Android continues to gather momentum in the U.S., retaining its title as the most popular smartphone operating system in the third quarter of 2011, a new study from A.C. Nielsen found.
Google's mobile operating system accounts for 43 percent of U.S. smartphones, up from 39 percent in July, while Apple's iOS has remained steady since then at 28 percent. Even though Apple's OS share didn't increase or decrease, the Cupertino, Calif.-based company was still the top hardware manufacturer in the quarter, with its iPhones used by 28 percent of all smartphone customers.

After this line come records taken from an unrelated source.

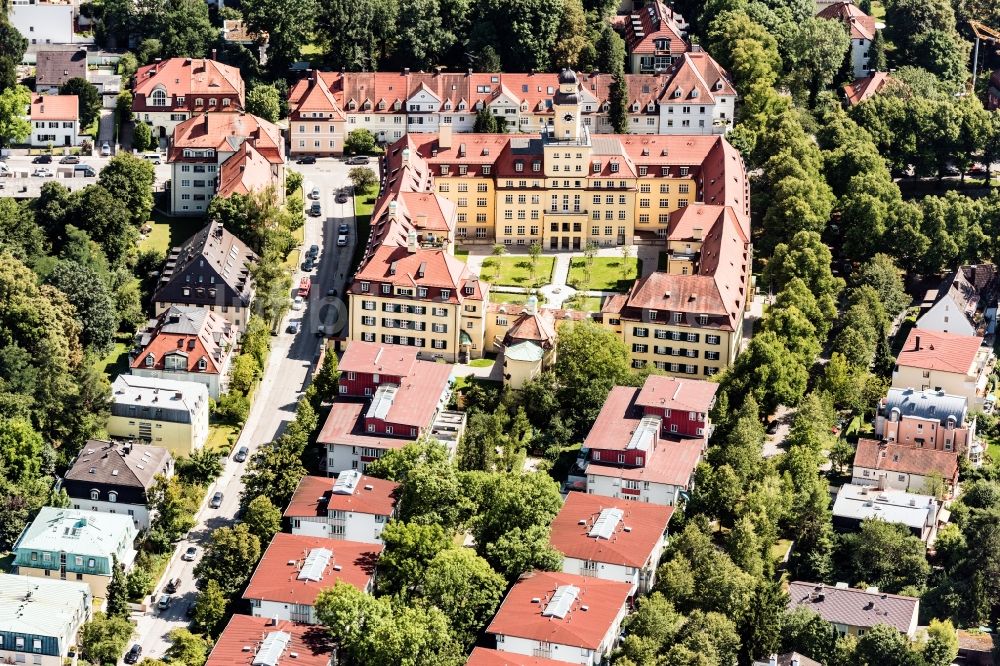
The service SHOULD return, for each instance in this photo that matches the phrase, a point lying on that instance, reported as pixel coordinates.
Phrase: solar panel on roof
(606, 523)
(561, 601)
(346, 482)
(270, 650)
(315, 564)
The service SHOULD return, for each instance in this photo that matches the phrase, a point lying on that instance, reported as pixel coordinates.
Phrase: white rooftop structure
(43, 607)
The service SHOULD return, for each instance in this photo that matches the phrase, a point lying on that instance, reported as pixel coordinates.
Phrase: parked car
(132, 656)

Rounding out the pack was Research in Motion, the maker of BlackBerry, with 18 percent market share, and Microsoft Windows Mobile, which only made up about 7 percent. Both companies' figures were down from July, when RIM's OS accounted for 20 percent of the smartphone market and Windows 7 accounted for 9 percent. Microsoft hopes to turn it around next year when its partnership with Nokia finally bears fruit in the form of five new smartphones.
Nielsen also reported while 43 percent of U.S. mobile subscribers own a smartphone, the vast majority of smartphone users are under 44. Nielsen reports 62 percent of adults between 25 and 34 use smartphones, while the 18-24 and the 35-44 age brackets are similarly hover around 54 percent penetration.
While the third quarter results are interesting, the real test will come in the fourth quarter as the smartphone makers battle it out in the holiday sales. Apple will sell customers the iPhone 4S, while Google-based Android will be pushing several smartphones from Samsung, like the Galaxy S II, as well as Motorola's Droid Razr. Unfortunately for U.S. users hoping to snatch up a Nokia Lumia 800, Nokia's Windows 7-based phones will only be available in Europe in time for the holiday season. Microsoft and Nokia will release their smartphones in the U.S. in early 2012.